Dengan asas dan dasar Pancasila dan konstitusi UUD 1945, negara dan
pemerintah menetapkan regulasi kehidupan beragama melalui produk peraturan perundang-undangan dalam bentuk Penetapan Presiden Republik Indonesia Nomor 1 Tahun 1965 Tentang Pencegahan Penyalah-gunaan dan/atau Penodaan Agama, Lembaran Negara Nomor 3 Tahun 1965 (selanjutnya disebut PENPRES 1/1965), yang kemudian diundangkan menjadi Undang-Undang Nomor 5 Tahun 1969 Tentang Pernyataan berbagai Penetapan Presiden dan Peraturan Presiden sebagai Undang-Undang, Lembaran Negara Nomor 36 Tahun 1969 dan Tambahan Lembaran Negara Nomor 2900 (selanjutnya disebut UU 5/1969). Melalui regulasi agama ini negara dan pemerintah menjalankan kedaulatan dan tanggungjawab konstitusionalnya melindungi warga negara Indonesia yang beragama Islam, Kristen, Katholik, Hindu, Budha dan Kongfutsu dari penyalah-gunaan dan penodaan agama dari baik individu-pribadi maupun komunitas-kelompok aliran-aliran kepercayaan lain.

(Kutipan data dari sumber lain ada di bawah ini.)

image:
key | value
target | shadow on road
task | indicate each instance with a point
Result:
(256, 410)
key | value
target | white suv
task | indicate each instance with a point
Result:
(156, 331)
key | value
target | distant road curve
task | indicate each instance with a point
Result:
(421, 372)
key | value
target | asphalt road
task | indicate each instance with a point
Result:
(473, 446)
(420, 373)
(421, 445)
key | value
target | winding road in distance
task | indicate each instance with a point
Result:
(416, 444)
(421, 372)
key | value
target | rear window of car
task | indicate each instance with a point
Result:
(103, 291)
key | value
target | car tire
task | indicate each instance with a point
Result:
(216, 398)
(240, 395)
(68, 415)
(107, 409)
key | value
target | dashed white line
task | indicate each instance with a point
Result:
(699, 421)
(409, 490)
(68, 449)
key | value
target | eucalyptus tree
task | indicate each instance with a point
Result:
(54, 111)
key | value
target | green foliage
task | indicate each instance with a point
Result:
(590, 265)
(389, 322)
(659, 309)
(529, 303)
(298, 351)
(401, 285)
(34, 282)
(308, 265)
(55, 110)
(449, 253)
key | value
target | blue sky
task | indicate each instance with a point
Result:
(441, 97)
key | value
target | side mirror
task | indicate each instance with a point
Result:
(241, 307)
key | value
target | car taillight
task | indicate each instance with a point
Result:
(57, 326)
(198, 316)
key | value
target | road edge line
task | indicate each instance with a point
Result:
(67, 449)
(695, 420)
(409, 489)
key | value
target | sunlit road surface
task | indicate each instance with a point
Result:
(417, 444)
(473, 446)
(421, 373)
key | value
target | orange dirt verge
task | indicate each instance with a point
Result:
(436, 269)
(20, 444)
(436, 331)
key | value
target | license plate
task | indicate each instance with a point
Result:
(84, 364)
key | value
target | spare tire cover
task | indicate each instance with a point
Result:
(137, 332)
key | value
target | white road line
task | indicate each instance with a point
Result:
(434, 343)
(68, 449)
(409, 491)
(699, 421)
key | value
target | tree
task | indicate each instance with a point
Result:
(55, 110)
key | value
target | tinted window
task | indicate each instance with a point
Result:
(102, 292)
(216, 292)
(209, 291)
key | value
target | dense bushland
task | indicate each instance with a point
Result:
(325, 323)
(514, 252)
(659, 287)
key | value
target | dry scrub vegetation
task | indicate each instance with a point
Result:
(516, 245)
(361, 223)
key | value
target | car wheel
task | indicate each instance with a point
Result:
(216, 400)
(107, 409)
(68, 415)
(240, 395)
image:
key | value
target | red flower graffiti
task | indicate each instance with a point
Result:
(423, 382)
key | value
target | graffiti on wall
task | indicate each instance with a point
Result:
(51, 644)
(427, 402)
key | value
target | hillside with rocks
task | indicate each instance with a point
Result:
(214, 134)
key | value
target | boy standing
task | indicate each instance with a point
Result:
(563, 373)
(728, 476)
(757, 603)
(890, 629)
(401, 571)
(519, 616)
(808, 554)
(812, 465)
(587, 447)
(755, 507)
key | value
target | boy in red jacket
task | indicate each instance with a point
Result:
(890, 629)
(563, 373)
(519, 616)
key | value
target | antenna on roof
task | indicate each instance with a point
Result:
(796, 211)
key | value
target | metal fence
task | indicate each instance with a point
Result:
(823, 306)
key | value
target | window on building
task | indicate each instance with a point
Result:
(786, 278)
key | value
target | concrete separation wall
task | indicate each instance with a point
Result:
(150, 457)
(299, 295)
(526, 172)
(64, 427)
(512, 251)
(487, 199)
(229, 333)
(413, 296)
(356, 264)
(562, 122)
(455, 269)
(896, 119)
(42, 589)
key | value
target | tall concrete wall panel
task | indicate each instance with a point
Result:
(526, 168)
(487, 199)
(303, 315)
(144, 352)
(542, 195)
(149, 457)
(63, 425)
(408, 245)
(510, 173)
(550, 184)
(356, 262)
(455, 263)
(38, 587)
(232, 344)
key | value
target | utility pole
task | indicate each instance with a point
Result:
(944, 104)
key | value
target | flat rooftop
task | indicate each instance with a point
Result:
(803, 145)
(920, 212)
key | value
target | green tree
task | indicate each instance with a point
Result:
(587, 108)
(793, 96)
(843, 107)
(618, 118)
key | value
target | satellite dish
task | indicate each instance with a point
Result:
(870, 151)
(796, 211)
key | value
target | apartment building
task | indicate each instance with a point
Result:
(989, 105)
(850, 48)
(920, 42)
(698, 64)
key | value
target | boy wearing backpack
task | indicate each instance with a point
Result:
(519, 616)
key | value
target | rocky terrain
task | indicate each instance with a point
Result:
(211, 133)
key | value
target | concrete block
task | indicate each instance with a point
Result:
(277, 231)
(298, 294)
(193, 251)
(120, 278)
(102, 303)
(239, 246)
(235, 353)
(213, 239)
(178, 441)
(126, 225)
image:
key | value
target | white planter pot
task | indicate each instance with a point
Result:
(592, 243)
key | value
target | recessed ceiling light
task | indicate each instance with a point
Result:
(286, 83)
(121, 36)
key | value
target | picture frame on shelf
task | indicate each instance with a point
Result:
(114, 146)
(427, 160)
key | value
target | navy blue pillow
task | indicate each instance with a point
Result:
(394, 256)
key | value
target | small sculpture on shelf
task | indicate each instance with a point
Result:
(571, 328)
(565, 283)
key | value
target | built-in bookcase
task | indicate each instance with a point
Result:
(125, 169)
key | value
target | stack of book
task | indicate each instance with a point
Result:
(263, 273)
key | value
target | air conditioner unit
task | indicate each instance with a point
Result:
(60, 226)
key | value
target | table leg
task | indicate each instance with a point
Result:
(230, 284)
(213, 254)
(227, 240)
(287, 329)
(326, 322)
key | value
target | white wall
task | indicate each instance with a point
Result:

PENPRES 1/1965 dan UU 5/1969 tersebut menjadi titik awal pengakuan negara dan pemerintah atas individu-pribadi dan komunitas-kelompok warga negara Indonesia yang memeluk agama Islam, Kristen, Katolik, Hindu, Budha dan Kongfutsu. Agama Islam, Kristen, Katholik, Hindu, Budha dan Kongfutsu menjadi agama resmi dan diakui sebagai komunitas agama yang wajib dihormati, dilindungi dan dibina di seluruh wilayah kedaulatan NKRI melalui berbagai regulasi yang berlaku selama ini, selama pemerintahan Orde Lama, Orde Baru dan era reformasi bahkan pasca reformasi.[11]
Karena itu pada era Orde Baru, di samping PENPRES 1/1965 dan UU
5/1969, ditetapkan pula peraturan perundang-undangan yang bernuansa regulasi agama, sebagai contoh:
(1) Undang-Undang Nomor 1 Tahun 1974 Tentang Perkawinan, yang disahkan dan diundangkan pada tanggal 2 Januari 1974, Lembaran Negara Republik Indonesia Tahun 1974 Nomor, Tambahan Lembaran Negara Nomor 301,
(2) Undang-Undang Nomor 7 Tahun 1989 Tentang Peradilan Agama, yang disahkan dan diundangkan pada tanggal 29 Desember 1989, Lembaran Negara Republik Indonesia Tahun 1989 Nomor 49, Tambahan Lembaran Negara Republik Indonesia Nomor 3400.
Sedangkan pada era reformasi, ada contoh lain:
(1) Undang-Undang Nomor 17 Tahun 1999 Tentang Penyelenggaraan Ibadah Haji, yang disahkan dan diundangkan pada tanggal 3 Mei 1999, Lemabaran Negara Repblik Indonesia Nomor 53, Tambahan Lembaran Negara Republik Indonesia Nomor 3832.
(2) Undang-Undang Nomor 36 Tahun 1999 Tentang Pengelolaan Zakat yang disahkan dan diundangkan pada tanggal 23 September 1999, Lembaran Negara Republik Indonesia Nomor 164, Tambahan Lembaran Negara Republik Indonesia Nomor 3885.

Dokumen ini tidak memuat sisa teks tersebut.